OpenAI's Custom Jalapeño Chip: 50% Inference Cost Cut, 9 Months from Design to Tapeout

Tech Trends2026-07-04 10:30:00

🤖 This article was generated by AI. Content is for informational purposes only.

OpenAI Built Its Own Chip: Going After NVIDIA, Cutting Inference Costs in Half

On June 24, OpenAI unveiled its first custom AI chip — Jalapeño.

Not a PowerPoint announcement — actual silicon that's already taped out and running GPT-5.3 in the lab. Nine months from design to tapeout. Broadcom handled silicon implementation, TSMC manufactured it on a 3nm process.

This chip may be more significant than GPT-5.6.

What Is Jalapeño?

In short: an ASIC chip purpose-built for LLM inference. Unlike NVIDIA's general-purpose GPUs, it's deeply optimized for LLM inference workloads — reducing data movement, balancing compute and memory, pushing real-world utilization closer to theoretical peak.

Broadcom CEO Hock Tan revealed that early testing shows roughly 50% inference cost savings compared to current mainstream GPUs.

For OpenAI, processing hundreds of millions of API calls daily, this is existential. Halving inference costs means either doubling margins or slashing prices to grab market share — both terrible news for competitors.

How Did They Build It in 9 Months?

Normal ASIC design takes 1.5-2 years. Jalapeño took 9 months. OpenAI's hardware chief Richard Ho credits deep software-hardware co-development — using their frontier models to assist with architecture exploration and power simulation, while Broadcom handled silicon implementation.

In plain terms: "AI helping humans build AI chips." Greg Brockman's words: "We're using the frontier models that serve users to optimize the infrastructure that will run future models."

An interesting detail: the codename comes from a Mexican chili pepper. OpenAI skipped the grandiose naming and went straight to the kitchen. Maybe they wanted to say — we build chips as fast as we cook.

What This Means for the Industry

One, OpenAI has officially joined the "de-NVIDIA" camp. Google has TPUs, Microsoft has Maia, Amazon has Trainium, now OpenAI has its own silicon. Full-stack competition — models + chips + systems + networking — is the new normal.

But OpenAI isn't abandoning NVIDIA. Brockman put it bluntly: "We simply can't get enough compute fast enough." Jalapeño is a structural supplement to explosive compute demand, not a replacement. In the short term, NVIDIA's position won't budge. In the long run, customers are being diverted.
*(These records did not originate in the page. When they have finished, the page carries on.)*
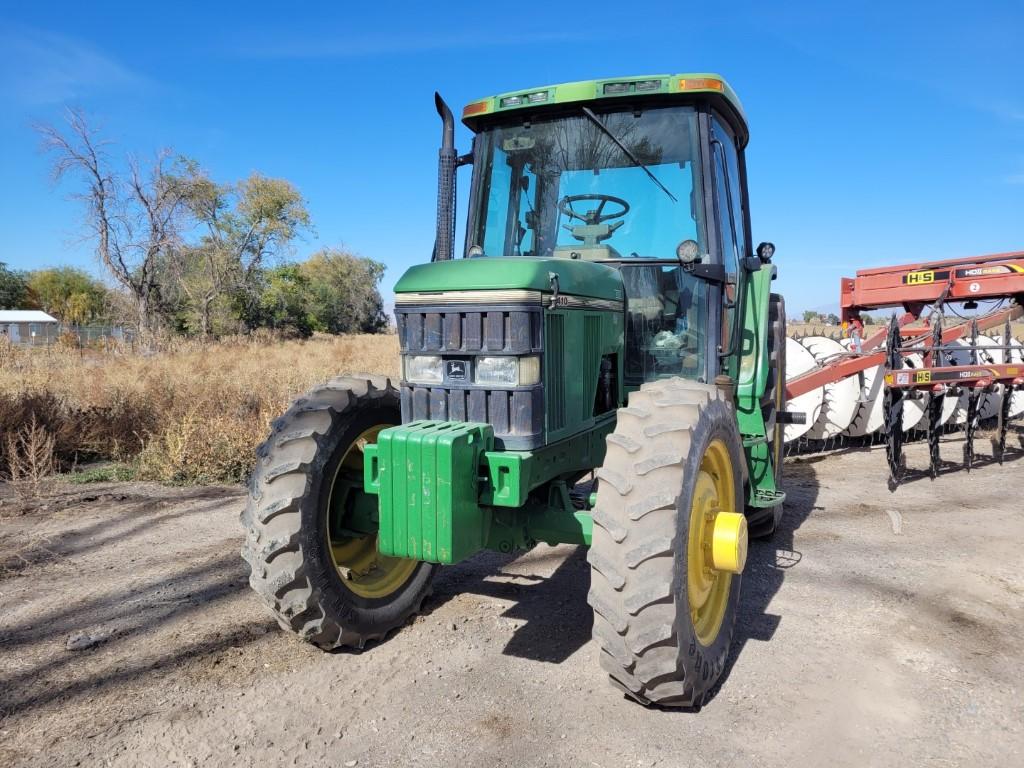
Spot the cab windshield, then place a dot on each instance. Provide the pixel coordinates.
(614, 185)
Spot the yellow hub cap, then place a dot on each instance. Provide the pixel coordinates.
(364, 570)
(716, 545)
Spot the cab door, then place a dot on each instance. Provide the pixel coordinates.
(731, 236)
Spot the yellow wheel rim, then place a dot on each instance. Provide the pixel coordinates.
(363, 569)
(716, 545)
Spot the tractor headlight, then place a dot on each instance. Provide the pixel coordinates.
(423, 369)
(507, 372)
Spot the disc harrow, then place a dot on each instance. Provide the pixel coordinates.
(934, 369)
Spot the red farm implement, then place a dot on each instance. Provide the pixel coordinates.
(935, 356)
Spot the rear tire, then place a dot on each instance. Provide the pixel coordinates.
(314, 451)
(773, 402)
(664, 633)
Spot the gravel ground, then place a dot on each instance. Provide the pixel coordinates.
(877, 628)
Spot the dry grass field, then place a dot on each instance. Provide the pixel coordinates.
(192, 414)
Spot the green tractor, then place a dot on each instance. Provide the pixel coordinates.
(603, 367)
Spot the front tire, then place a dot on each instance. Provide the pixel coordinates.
(664, 610)
(321, 579)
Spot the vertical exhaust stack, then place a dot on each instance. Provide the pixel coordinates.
(444, 243)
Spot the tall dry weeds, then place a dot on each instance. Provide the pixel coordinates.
(192, 413)
(31, 458)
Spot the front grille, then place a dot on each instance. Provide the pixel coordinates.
(509, 332)
(516, 414)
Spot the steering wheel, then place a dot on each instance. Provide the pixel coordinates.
(597, 215)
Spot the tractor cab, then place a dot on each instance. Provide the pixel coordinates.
(643, 175)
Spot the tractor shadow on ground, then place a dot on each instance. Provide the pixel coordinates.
(132, 614)
(767, 563)
(556, 617)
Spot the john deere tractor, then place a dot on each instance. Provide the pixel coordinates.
(602, 367)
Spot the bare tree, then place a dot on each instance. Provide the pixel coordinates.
(133, 220)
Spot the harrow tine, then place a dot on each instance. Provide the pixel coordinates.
(934, 432)
(971, 426)
(893, 406)
(1000, 446)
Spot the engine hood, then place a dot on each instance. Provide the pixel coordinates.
(573, 278)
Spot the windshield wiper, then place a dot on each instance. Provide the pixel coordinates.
(627, 152)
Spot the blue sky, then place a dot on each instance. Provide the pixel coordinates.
(881, 132)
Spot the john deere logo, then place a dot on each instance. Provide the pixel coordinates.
(457, 370)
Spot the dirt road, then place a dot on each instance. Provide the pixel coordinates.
(877, 629)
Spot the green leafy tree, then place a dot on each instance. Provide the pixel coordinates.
(283, 302)
(344, 292)
(70, 295)
(13, 289)
(246, 225)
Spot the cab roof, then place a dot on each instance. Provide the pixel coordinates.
(652, 87)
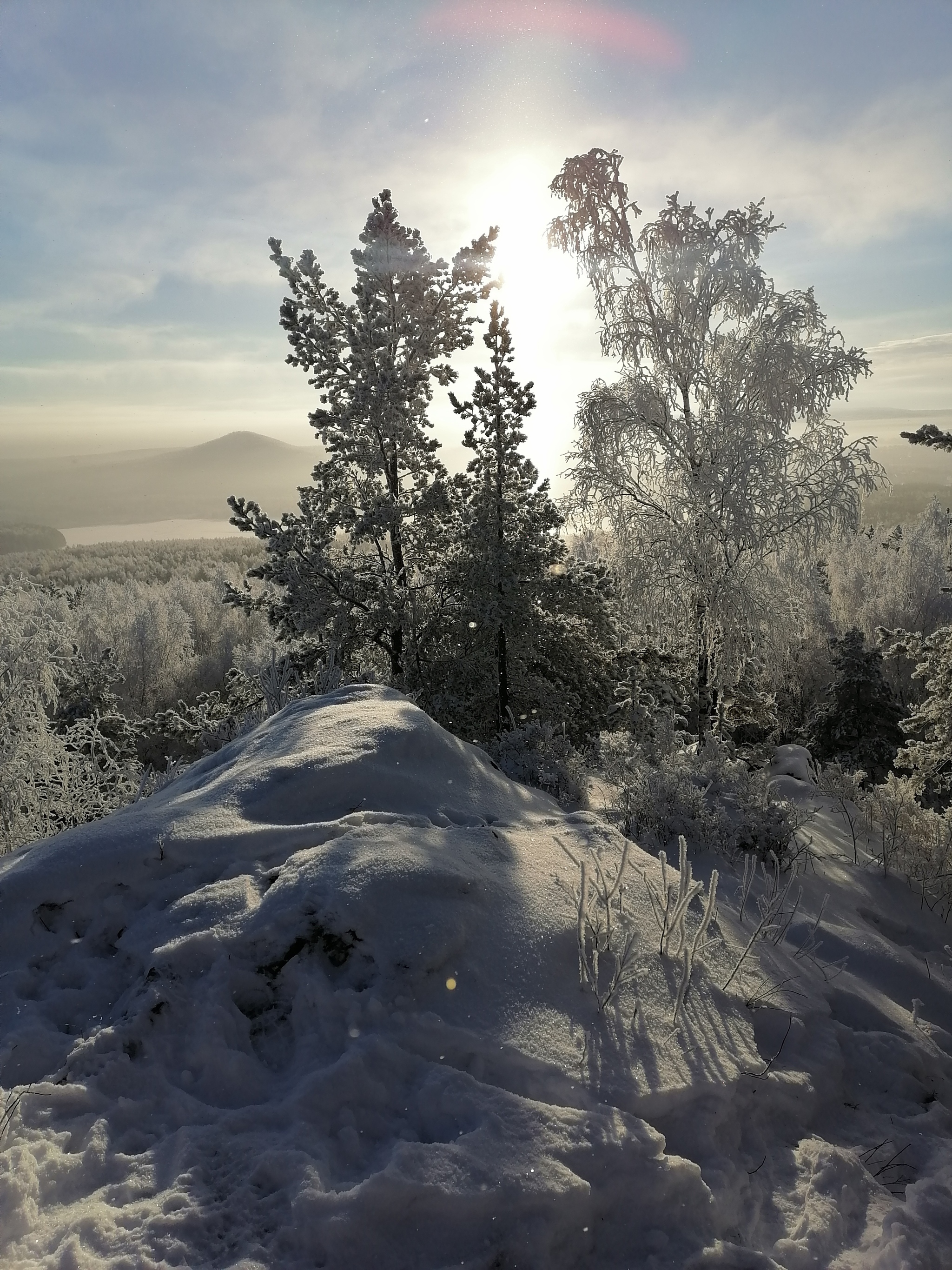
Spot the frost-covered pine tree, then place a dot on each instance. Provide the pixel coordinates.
(356, 565)
(928, 753)
(859, 723)
(511, 524)
(692, 454)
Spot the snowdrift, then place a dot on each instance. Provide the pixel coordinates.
(318, 1004)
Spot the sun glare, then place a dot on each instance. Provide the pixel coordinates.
(535, 282)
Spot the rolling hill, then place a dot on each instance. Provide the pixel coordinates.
(140, 485)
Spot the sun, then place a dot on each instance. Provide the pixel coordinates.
(535, 281)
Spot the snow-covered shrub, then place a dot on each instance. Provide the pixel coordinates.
(859, 725)
(846, 789)
(909, 838)
(705, 794)
(605, 932)
(540, 755)
(51, 778)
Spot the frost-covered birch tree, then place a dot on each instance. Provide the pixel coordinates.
(355, 563)
(714, 450)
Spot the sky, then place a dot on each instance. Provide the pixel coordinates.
(149, 150)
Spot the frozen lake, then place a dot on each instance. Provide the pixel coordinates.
(149, 530)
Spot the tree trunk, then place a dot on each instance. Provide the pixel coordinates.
(397, 550)
(704, 670)
(503, 671)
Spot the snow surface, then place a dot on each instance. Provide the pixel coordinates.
(318, 1004)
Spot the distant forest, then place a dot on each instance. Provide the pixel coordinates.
(707, 590)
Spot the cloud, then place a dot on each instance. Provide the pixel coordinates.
(842, 181)
(606, 30)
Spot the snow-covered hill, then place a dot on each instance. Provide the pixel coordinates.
(318, 1004)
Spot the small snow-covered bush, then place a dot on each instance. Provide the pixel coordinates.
(536, 753)
(705, 794)
(911, 840)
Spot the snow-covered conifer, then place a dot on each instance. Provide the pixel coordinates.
(509, 520)
(355, 563)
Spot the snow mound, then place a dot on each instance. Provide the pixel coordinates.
(318, 1004)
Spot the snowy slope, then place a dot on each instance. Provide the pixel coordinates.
(318, 1004)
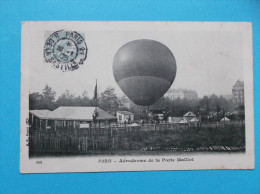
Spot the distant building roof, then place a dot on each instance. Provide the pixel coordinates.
(40, 113)
(74, 113)
(183, 122)
(225, 119)
(194, 120)
(125, 112)
(175, 119)
(189, 114)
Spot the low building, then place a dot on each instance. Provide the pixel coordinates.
(69, 118)
(188, 116)
(174, 119)
(238, 93)
(124, 117)
(181, 94)
(225, 119)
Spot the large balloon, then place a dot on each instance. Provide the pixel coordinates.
(144, 70)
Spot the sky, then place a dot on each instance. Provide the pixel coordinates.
(207, 61)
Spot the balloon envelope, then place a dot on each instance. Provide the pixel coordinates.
(144, 70)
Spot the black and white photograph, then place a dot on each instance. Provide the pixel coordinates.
(136, 96)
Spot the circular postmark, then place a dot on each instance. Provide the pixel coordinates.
(65, 50)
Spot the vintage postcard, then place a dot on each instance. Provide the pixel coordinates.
(136, 96)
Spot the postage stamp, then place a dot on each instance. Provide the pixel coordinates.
(65, 50)
(151, 96)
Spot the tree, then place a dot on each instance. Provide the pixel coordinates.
(46, 100)
(35, 101)
(108, 100)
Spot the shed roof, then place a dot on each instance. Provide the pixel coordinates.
(75, 113)
(183, 122)
(125, 112)
(40, 113)
(194, 120)
(189, 114)
(176, 119)
(225, 119)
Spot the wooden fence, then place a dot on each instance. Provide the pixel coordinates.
(102, 139)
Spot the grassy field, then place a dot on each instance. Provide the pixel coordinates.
(228, 138)
(228, 135)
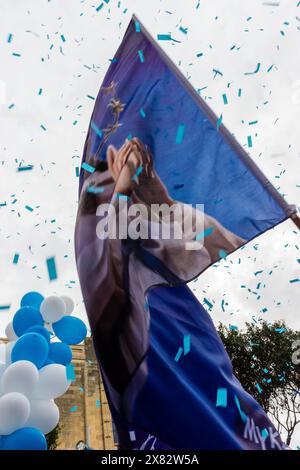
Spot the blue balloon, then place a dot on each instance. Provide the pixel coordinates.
(70, 330)
(60, 353)
(41, 330)
(32, 299)
(31, 347)
(24, 439)
(26, 317)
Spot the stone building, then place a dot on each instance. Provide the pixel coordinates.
(84, 411)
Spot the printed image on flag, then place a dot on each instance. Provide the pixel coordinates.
(153, 140)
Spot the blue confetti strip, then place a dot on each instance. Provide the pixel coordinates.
(223, 253)
(180, 134)
(205, 233)
(186, 344)
(70, 373)
(221, 397)
(219, 121)
(242, 414)
(96, 130)
(25, 168)
(178, 355)
(95, 189)
(208, 303)
(255, 71)
(141, 55)
(52, 273)
(164, 37)
(16, 258)
(88, 167)
(4, 307)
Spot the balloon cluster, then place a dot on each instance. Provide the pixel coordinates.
(35, 369)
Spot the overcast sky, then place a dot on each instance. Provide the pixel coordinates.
(53, 57)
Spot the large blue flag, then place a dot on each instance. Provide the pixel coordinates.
(168, 379)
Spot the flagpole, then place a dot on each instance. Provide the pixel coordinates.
(290, 210)
(296, 220)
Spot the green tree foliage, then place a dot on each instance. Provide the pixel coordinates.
(261, 356)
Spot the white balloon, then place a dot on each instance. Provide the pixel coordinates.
(14, 412)
(52, 382)
(69, 303)
(10, 332)
(21, 376)
(52, 309)
(44, 415)
(9, 346)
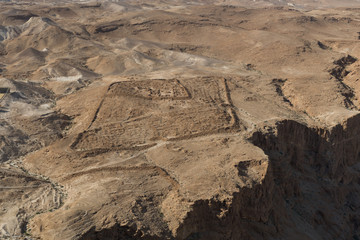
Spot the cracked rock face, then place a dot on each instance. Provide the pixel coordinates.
(174, 120)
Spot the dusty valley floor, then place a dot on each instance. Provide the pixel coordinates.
(180, 120)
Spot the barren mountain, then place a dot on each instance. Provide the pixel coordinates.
(180, 120)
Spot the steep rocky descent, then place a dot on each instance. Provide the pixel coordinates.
(189, 122)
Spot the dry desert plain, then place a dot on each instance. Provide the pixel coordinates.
(180, 120)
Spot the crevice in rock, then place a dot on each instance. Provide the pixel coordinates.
(339, 72)
(279, 84)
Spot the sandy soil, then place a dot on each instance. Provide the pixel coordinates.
(178, 120)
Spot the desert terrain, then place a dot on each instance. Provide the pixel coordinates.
(191, 120)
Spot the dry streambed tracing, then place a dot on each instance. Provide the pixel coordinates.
(174, 121)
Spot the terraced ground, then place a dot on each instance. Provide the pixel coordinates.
(179, 120)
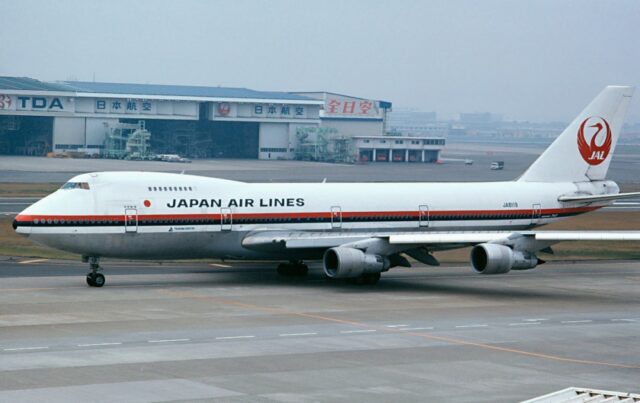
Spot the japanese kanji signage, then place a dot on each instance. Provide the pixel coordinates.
(343, 106)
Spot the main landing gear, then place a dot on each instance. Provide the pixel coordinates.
(293, 268)
(365, 279)
(94, 279)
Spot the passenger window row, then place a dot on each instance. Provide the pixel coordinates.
(169, 188)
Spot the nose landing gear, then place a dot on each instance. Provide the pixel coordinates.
(95, 279)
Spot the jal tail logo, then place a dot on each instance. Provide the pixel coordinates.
(596, 150)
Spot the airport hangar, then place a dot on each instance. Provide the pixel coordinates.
(37, 118)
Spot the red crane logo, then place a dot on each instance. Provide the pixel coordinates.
(591, 152)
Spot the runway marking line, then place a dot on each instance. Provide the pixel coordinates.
(167, 340)
(417, 328)
(234, 337)
(297, 334)
(99, 344)
(429, 336)
(33, 261)
(25, 348)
Two, chip delivery and deployment is the real test. Jalapeño targets initial deployment by end of 2026, with Microsoft and other partners deploying at gigawatt-scale data centers. But the gap between engineering samples and stable mass production could be bumpy.

Three, Broadcom is the stealth winner. Jalapeño uses Broadcom's Tomahawk networking chips and high-speed interconnects — these will monetize at scale alongside the Jalapeño platform. Broadcom has quietly become the key arms dealer in the AI chip war.

If you're an AI application developer, pay attention to this trend — declining chip costs mean API prices will keep dropping. Cheaper inference opens up more use cases.